Он задумался, помолчал, потом внимательно посмотрел на Настю:

– Мне сегодня знак был, нехороший. Стоим мы на переезде, вдруг к машине цыганка подходит и прямо к моему окну, стучит. Охрана прогнать хотела, а мне что-то стукнуло. Открыл окно. Хотя, честно говоря, я ненавижу этих цыган, гадалок, с детства ненавижу. А она сразу кинулась ко мне, схватила за плечо, цепко так, и говорит: «Вот так-то, Миша, мир катится к концу. Всё. Конец.» – и засмеялась. Зубы у нее гнилые. Запах изо рта такой. Меня аж передернуло, как из могилы. Миша. как она имя мое узнала? Хотя меня тут все знают.

Он вроде хотел еще что-то сказать, забормотал, но вдруг заснул на полуслове, качнулся, безвольно упал на постель.

Дыхание его стало ровным. Глубокий сон.


СЦЕНА 37. ОСОБНЯК ОСТРОВОГО. УТРО. ЗИМА.

В холле накрыт на две персоны большой стол к завтраку.

Михаил Александрович, между тем, поджидая Настю, кормит птичек – две высокие клетки с пернатыми расположены по краям холла. Похоже, птички – это его слабость, он умело подсвистывает им с умилением, они отвечают веселым щебетанием.

– Доброе утро, – Настя входит в холл, садится к столу.

– Доброе, – отвечает Михаил Александрович. Трудно в нём сейчас узнать того другого, измученного душевной болью человека. – Ты можешь, конечно, вставать попозже, не так рано, как я. Но, знаешь. Лучше, чтобы утром такое семейное совещание проводить. Планерку на день. Согласна?

– Да.

– Даже если не согласна, всё равно будет так, – усмехается Михаил Александрович, направляясь к столу. – Привыкай. В этом доме всё решает только один человек. И в этом городе, кстати, тоже. А может скоро и в этой стране буду решать, – засмеялся он. – А почему нет? Есть у меня на этот счет одна мыслишка.

Он помолчал.

– Я вот что подумал. Надо тебе чем-то заняться, ну, кроме – шопинг, фитнес, бассейн, массаж – это, понятно, святое, на это не покушаюсь, дамский набор… А вот, например, языки… Иностранные. У тебя неплохо получается по-английски.

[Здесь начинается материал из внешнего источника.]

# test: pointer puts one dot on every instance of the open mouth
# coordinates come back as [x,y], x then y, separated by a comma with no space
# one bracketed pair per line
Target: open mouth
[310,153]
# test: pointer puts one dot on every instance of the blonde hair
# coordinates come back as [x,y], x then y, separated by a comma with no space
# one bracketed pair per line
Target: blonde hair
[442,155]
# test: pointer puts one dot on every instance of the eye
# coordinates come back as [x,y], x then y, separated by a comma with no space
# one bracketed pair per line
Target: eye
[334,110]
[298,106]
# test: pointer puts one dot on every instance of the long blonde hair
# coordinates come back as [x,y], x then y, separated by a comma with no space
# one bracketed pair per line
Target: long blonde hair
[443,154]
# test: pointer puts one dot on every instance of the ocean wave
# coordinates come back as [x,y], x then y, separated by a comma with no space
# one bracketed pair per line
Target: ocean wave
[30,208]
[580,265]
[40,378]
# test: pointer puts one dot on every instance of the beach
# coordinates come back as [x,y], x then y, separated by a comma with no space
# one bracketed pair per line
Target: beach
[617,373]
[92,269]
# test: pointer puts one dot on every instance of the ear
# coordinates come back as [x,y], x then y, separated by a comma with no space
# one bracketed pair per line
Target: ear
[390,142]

– Я знаю еще немного. французский, мы учили на слух в интернате.

– Ну? Вот и отлично. Ценная вещь. Теперь сможешь изучить по-настоящему. Читать уже научилась?

– Еще не очень.

– Ничего, научишься.

Он встает.

– Ну, я пошел. Да, если захочешь куда-нибудь поехать, надо записать в журнале, на охране. Ну, там тебе объяснят.

– Я вообще хотела пешком просто прогуляться. Я совсем не знаю этот город.

– А вот это нельзя, Настенька, только на машине и только с охраной. Там уже по месту, куда приедешь, погуляешь. Какая разница.

Он подходит к Насте целует ее.

– Ну, не скучай, девочка, папик вечером будет. если не убьют.

Настя удивленно смотрит на него.

– Это так, шутка, – на ходу говорит он.


СЦЕНА 38. ДВОР ОСОБНЯКА ОСТРОВОГО. ДЕНЬ. ЗИМА.

Настя выходит во двор, подходит к будке охраны возле гаражей. Навстречу ей, дежурно улыбаясь, выходят два охранника:

– Хотите куда-то поехать?

Настя на минуту задумалась.

– А скажите, море тут далеко?

– Море? – удивился охранник. – А куда вы там хотите?

– Не знаю. Я просто никогда не видела море.

– Ага. – замялся охранник, – ну, решим по дороге. Придумаем что-нибудь.

– На какой машине желаете? – спрашивает другой.

– Я не знаю. Все равно.

– Ну, тогда, пожалуйста, запишите в журнал всё это, и время.

– Время чего? – не поняла Настя.

– До какого часа предполагаете отсутствовать… Примерно, конечно…


СЦЕНА 39. БЕРЕГ МОРЯ. СУМЕРКИ. ЗИМА. СОВМ. С КОМБ.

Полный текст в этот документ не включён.